Aku geragapan.” Aku dulu pernah naksir dia.” ‘Naksir? Kalo naksir kenapa masih segar dalam ingatanku segalanya tentang dia dulu. Kenapa aku masih mengingatnya.’ Rasanya lukaku kembali berdarah. Aku selalu berharap suatu saat bisa bertemu dengannya, mengungkapkan perasaanku terdalam. Harapan yang pupus dengan tiba-tiba.
“ Aku dulu juga naksir dia, tapi dia memilih kamu, akhirnya aku putuskan untuk menjadi sahabatnya saja. Kami berteman sampai akhir hayatnya. Istriku juga jadi sahabat terdekatnya.”
“Aku menyesal tidak pernah mendengar khabar tentangnya.” Aku menunduk. “Sampai sekarang pun namanya tetap tersimpan dalam hati.”
Lama kami terdiam, speechless….” Itulah hidup Nov, setiap yang bernyawa akan mengalami mati.
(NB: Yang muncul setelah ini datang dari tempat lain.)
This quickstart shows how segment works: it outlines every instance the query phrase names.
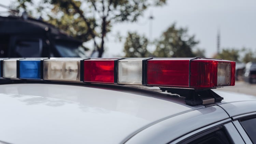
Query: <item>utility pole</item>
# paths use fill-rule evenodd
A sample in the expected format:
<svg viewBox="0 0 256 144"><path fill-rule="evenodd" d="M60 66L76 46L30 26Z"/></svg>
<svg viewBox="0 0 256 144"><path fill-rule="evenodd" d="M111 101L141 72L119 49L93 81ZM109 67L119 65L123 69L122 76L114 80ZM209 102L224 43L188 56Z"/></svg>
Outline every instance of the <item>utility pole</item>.
<svg viewBox="0 0 256 144"><path fill-rule="evenodd" d="M149 41L151 41L152 39L152 21L154 19L154 17L152 14L152 12L150 13L148 19L150 20L150 27L149 27Z"/></svg>
<svg viewBox="0 0 256 144"><path fill-rule="evenodd" d="M217 53L218 55L219 54L219 48L221 45L221 32L219 28L218 29L217 34Z"/></svg>

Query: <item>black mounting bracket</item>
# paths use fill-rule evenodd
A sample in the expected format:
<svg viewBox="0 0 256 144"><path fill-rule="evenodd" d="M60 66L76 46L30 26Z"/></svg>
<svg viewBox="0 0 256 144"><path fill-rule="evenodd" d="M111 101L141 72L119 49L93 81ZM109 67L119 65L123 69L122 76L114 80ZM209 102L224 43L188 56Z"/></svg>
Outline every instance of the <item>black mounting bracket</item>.
<svg viewBox="0 0 256 144"><path fill-rule="evenodd" d="M185 102L188 105L194 106L207 104L221 101L223 98L210 89L195 89L160 87L163 92L167 91L173 94L177 94L186 98Z"/></svg>

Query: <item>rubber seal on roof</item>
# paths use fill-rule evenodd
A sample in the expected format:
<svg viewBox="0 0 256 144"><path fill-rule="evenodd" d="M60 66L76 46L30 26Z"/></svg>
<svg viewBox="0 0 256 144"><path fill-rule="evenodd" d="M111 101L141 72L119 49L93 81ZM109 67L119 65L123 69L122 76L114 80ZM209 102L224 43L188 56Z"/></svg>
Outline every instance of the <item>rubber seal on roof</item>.
<svg viewBox="0 0 256 144"><path fill-rule="evenodd" d="M125 58L120 58L114 60L114 83L118 84L117 83L117 76L118 75L118 61L121 59L124 59Z"/></svg>
<svg viewBox="0 0 256 144"><path fill-rule="evenodd" d="M142 60L142 85L147 86L147 60L153 59L153 58L145 58Z"/></svg>

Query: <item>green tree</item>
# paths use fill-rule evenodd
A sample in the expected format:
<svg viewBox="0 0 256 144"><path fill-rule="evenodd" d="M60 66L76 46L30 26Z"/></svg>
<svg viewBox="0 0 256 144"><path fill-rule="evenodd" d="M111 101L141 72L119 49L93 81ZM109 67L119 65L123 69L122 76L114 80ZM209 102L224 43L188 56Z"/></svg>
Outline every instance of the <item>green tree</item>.
<svg viewBox="0 0 256 144"><path fill-rule="evenodd" d="M217 55L215 58L239 61L239 50L233 48L223 49L221 52Z"/></svg>
<svg viewBox="0 0 256 144"><path fill-rule="evenodd" d="M147 50L147 39L141 37L137 33L128 33L125 43L124 52L126 57L146 57L150 53Z"/></svg>
<svg viewBox="0 0 256 144"><path fill-rule="evenodd" d="M16 0L22 10L34 5L32 0ZM161 5L166 0L41 0L37 9L45 19L84 41L93 40L101 57L113 25L136 21L149 6Z"/></svg>
<svg viewBox="0 0 256 144"><path fill-rule="evenodd" d="M194 57L192 49L199 42L194 35L188 35L187 29L177 28L174 23L157 40L153 54L157 57Z"/></svg>
<svg viewBox="0 0 256 144"><path fill-rule="evenodd" d="M201 49L197 48L196 51L194 52L193 53L196 57L205 57L205 51L204 49Z"/></svg>

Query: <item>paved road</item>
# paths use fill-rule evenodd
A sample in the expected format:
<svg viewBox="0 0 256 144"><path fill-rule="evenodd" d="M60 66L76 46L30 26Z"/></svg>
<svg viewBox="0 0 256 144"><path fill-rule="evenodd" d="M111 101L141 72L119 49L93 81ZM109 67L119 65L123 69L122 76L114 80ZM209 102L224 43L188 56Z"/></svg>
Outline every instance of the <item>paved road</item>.
<svg viewBox="0 0 256 144"><path fill-rule="evenodd" d="M256 84L249 84L244 82L236 81L234 86L224 87L218 89L256 96Z"/></svg>

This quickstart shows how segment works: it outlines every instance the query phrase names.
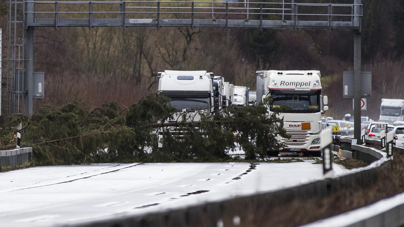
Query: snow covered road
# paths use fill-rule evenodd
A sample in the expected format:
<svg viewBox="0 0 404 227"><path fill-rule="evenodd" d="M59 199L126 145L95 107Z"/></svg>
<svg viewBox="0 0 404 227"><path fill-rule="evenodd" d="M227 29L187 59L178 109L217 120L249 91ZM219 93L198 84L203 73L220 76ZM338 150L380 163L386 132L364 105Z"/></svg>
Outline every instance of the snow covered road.
<svg viewBox="0 0 404 227"><path fill-rule="evenodd" d="M322 177L293 163L101 164L0 173L0 226L49 226L147 212L267 191Z"/></svg>

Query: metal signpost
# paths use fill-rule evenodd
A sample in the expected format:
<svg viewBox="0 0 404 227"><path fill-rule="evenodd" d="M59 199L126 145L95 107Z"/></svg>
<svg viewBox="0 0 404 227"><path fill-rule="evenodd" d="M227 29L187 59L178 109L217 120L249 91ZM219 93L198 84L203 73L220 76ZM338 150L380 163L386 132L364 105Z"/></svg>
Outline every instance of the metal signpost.
<svg viewBox="0 0 404 227"><path fill-rule="evenodd" d="M1 68L1 62L2 62L2 49L1 48L2 46L2 29L0 28L0 116L1 116L1 78L2 78L2 68Z"/></svg>

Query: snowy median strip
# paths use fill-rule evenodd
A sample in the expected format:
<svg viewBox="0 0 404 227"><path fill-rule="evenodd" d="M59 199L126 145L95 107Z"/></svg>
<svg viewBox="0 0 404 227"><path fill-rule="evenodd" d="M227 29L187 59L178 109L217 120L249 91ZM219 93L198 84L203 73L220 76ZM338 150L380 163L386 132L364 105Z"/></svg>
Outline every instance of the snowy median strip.
<svg viewBox="0 0 404 227"><path fill-rule="evenodd" d="M52 180L50 181L44 181L42 182L41 182L40 183L30 185L26 185L22 187L16 187L15 188L7 189L6 190L0 190L0 194L2 194L3 193L7 193L7 192L11 192L11 191L19 191L20 190L23 190L24 189L28 189L30 188L39 187L41 187L53 185L56 185L57 184L60 184L61 183L70 182L71 181L73 181L77 180L80 180L80 179L84 179L84 178L87 178L88 177L94 177L95 176L97 176L97 175L100 175L101 174L104 174L105 173L108 173L109 172L118 171L118 170L121 170L122 169L124 169L125 168L131 167L132 166L135 166L138 165L139 164L140 164L140 163L132 163L131 164L129 164L128 165L126 165L125 166L120 166L118 165L114 167L107 168L107 169L106 170L97 170L94 171L93 172L91 173L85 173L83 174L81 174L78 175L67 177L63 177L63 178L61 178L59 179L57 179L56 180Z"/></svg>

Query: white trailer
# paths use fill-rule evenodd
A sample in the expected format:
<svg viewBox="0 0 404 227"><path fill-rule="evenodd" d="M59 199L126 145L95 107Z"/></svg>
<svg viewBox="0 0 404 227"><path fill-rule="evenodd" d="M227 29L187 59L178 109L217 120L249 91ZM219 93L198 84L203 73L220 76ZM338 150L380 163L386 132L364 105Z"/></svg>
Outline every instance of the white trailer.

Kitapun tak tahu kapan nyawa kita akan diambil Pemiliknya.” Didi mendesah, akupun juga.
“Dimana dia di kuburkan?”
“Kamu mau kesana? Mau aku temani?”
“Tak usah, asal aku tahu tempatnya.”
Didi menyebutkan nama sebuah tempat, aku mengangguk mengenali daerah itu, kemudian dia menyebutkan ancang-ancang perjalanannya dari sini.  Tidak lama kemudian aku pamit.
Akhirnya aku tertunduk dihadapan gundukan tanah itu. Sepi  sekali disini. Sekejap aku teringat sebuah puisi ‘Bulan diatas kuburan’. Sekarang kupahami maknanya, meski tanpa malam dan bulan. Dadaku rasanya sakit. Teriakan perihnya menggema didada. ‘Apakah yang lebih perih dari cinta tak sampai?’